Reorganize sections

Hopefully nothing broke much, but I think so, also removes a bit of duplication which I had missed before :/
numpy · mattip · Mar 18, 2020 · Feb 4, 2020 · Feb 13, 2020 · Feb 13, 2020
commit ea7e4655287d8ec4bff32afbdf6c0e003e37da5b
diff --git a/doc/neps/nep-0040-legacy-datatype-impl.rst b/doc/neps/nep-0040-legacy-datatype-impl.rst
@@ -22,6 +22,11 @@ motivate the following proposals.
 Detailed Description
 --------------------
 
+This section describes some central concepts and provides a brief overview
+of the current implementation as well as a discussion.
+In many cases subsections will be split roughly to first describe the
+current implementation and then follow with an "Issues and Discussion" section.
+
 Parametric Datatypes
 ^^^^^^^^^^^^^^^^^^^^
 
@@ -62,103 +67,6 @@ numerical ones, which currently creates issues mainly in the implementation
 of universal functions.
 
 
-Dispatching of Universal Functions
-^^^^^^^^^^^^^^^^^^^^^^^^^^^^^^^^^^
-
-Currently the dispatching of universal function (ufuncs) is limited for
-user defined dtypes.
-Typically, dispatching is done by finding the first loop for which all inputs can
-be cast to safely (see also the current implementation section).
-
-However, in some cases this is problematic and thus explicitly not allowed.
-For example the ``np.isnat`` function is currently only defined for
-datetime and timedelta.
-Even though integers are defined to be safely castable to timedelta.
-If this was not the case, calling
-``np.isnat(np.array("NaT", "timedelta64").astype("int64"))`` would currently
-return true, although the integer input array has no notion of "not a time".
-If a universal function, such as most function in ``scipy.special``, is only
-defined for ``float32`` and ``float64`` it will currently automatically
-cast a ``float16`` silently to ``float32`` (similarly for any integer input).
-This ensures successful execution, but allows a change in the output dtype
-when support for new data types is added to a ufunc.
-
-With respect to to user defined dtypes, dispatching works largely similar,
-however, it enforces an exact match of the datatypes (type numbers).
-Because the current method is separate and fairly slow, it will only match
-loops defined for datatypes already existing in the inputs.

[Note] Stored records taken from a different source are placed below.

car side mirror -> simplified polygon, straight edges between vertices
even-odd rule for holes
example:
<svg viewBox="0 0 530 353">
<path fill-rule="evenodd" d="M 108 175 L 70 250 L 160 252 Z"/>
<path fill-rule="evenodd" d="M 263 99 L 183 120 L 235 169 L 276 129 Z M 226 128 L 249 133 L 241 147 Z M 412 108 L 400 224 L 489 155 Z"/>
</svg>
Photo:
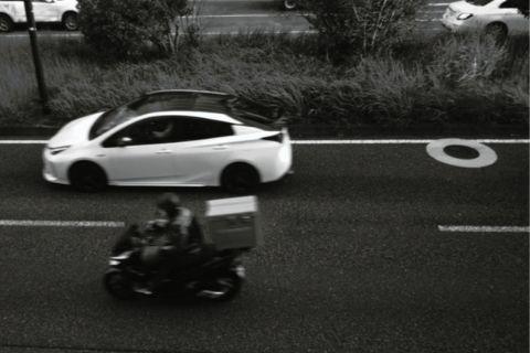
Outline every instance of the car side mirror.
<svg viewBox="0 0 530 353">
<path fill-rule="evenodd" d="M 117 147 L 126 147 L 126 146 L 129 146 L 130 143 L 132 142 L 132 139 L 128 136 L 124 136 L 124 137 L 120 137 L 117 141 L 116 141 L 116 146 Z"/>
</svg>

-This can be a limitation: a function such as
-``rational_divide(int, int) -> rational`` can only work easily if the user
-calls it using ``rational_divide(int, int, dtype=rational)``.
-
-For NumPy datatypes the order in which loops are registered is currently important.

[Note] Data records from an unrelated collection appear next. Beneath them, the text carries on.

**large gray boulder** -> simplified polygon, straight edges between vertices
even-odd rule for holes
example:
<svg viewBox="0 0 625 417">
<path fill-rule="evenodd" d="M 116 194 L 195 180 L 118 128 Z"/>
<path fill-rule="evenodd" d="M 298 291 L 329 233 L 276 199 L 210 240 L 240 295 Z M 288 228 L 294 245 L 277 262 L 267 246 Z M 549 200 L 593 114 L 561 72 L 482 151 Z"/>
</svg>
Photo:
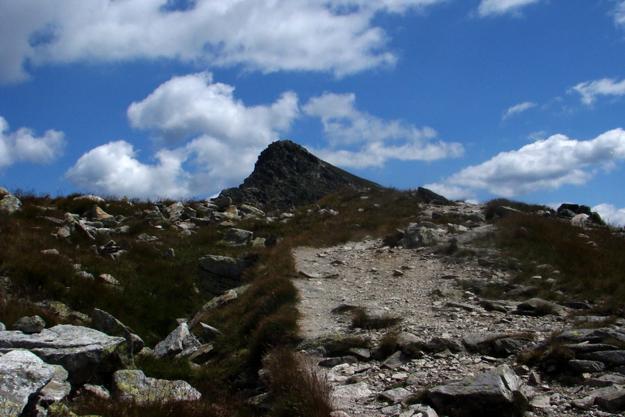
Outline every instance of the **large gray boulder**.
<svg viewBox="0 0 625 417">
<path fill-rule="evenodd" d="M 0 415 L 17 417 L 52 379 L 55 369 L 35 354 L 13 350 L 0 357 Z"/>
<path fill-rule="evenodd" d="M 206 255 L 197 261 L 202 289 L 206 293 L 219 295 L 239 286 L 241 274 L 247 266 L 244 259 Z"/>
<path fill-rule="evenodd" d="M 22 202 L 12 194 L 8 194 L 0 199 L 0 213 L 13 214 L 22 208 Z"/>
<path fill-rule="evenodd" d="M 201 394 L 185 381 L 156 379 L 140 370 L 124 369 L 113 374 L 113 395 L 135 404 L 197 401 Z"/>
<path fill-rule="evenodd" d="M 174 356 L 188 350 L 190 350 L 190 354 L 201 345 L 199 341 L 189 332 L 187 323 L 181 323 L 165 340 L 158 342 L 154 348 L 154 356 L 157 358 Z"/>
<path fill-rule="evenodd" d="M 133 354 L 139 353 L 145 346 L 143 340 L 137 336 L 132 329 L 103 310 L 93 309 L 91 313 L 91 323 L 96 330 L 99 330 L 108 336 L 125 338 L 130 351 Z"/>
<path fill-rule="evenodd" d="M 403 231 L 399 245 L 407 249 L 430 246 L 440 242 L 441 235 L 435 229 L 424 227 L 410 227 Z"/>
<path fill-rule="evenodd" d="M 1 332 L 0 352 L 30 350 L 47 363 L 67 370 L 72 384 L 82 384 L 100 365 L 119 366 L 125 359 L 122 348 L 125 341 L 123 337 L 108 336 L 94 329 L 59 325 L 36 334 Z"/>
<path fill-rule="evenodd" d="M 517 417 L 528 402 L 528 389 L 507 366 L 431 389 L 439 413 L 455 416 Z"/>
</svg>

-However, this is only reliable if all loops are added when the ufunc is first defined.
-Additional loops added when a new user datatypes is imported
-must not be sensitive to the order in which imports occur.
-
-There are two main approaches to better define the type resolution for user
-defined types:
-
-1. Allow for user dtypes to directly influence the loop selection.
-   For example they may provide a function which return/select a loop
-   when there is no exact matching loop available.

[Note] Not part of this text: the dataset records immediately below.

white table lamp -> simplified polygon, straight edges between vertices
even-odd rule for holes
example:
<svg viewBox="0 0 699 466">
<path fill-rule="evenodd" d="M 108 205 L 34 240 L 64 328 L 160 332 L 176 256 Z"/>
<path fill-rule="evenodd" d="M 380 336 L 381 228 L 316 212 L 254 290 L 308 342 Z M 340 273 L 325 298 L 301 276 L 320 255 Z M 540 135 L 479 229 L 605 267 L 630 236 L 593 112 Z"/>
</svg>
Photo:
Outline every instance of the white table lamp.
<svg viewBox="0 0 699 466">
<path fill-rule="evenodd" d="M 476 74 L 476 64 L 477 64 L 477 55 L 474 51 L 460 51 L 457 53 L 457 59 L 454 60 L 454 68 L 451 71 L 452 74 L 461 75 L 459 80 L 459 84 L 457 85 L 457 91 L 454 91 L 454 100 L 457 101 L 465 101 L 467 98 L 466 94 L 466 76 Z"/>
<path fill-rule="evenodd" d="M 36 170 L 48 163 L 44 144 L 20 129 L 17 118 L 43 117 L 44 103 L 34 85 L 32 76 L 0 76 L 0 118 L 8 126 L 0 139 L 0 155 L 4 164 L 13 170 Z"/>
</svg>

-2. Define a total ordering of all implementations/loops, probably based on
-   "safe casting" semantics, or semantics similar to that.
-
-While option 2 may be less complex to reason about it remains to be seen
-whether it is sufficient for all (or most) use cases.
-
-
-Inner Loop and Error Handling in UFuncs
-^^^^^^^^^^^^^^^^^^^^^^^^^^^^^^^^^^^^^^^
-
-Once the correct implementation/loop is found, UFuncs currently mainly call
-a single *inner-loop function*, which may be called multiple times to do
-the full calculation.
-
-A main issue is that especially parametric datatypes require passing
-additional information to the inner-loop function to decide how to interpret
-the data.
-This is the reason why currently no universal functions for strings dtypes
-exist (although technically possible within NumPy itself).
-Note that it is currently possible to pass in the input array objects
-(which in turn hold the datatypes when no casting is necessary).
-However, the full array information should not be required and currently the
-arrays are passed in before any casting occurs.
-The feature is unused within NumPy and no known user exists.
-
-Another issue is the error reporting from within the inner-loop function.
-There exist currently two ways to do this:
-
-1. by setting a Python exception
-2. using the CPU floating point error flags.
-
-Both of these are checked before returning to the user.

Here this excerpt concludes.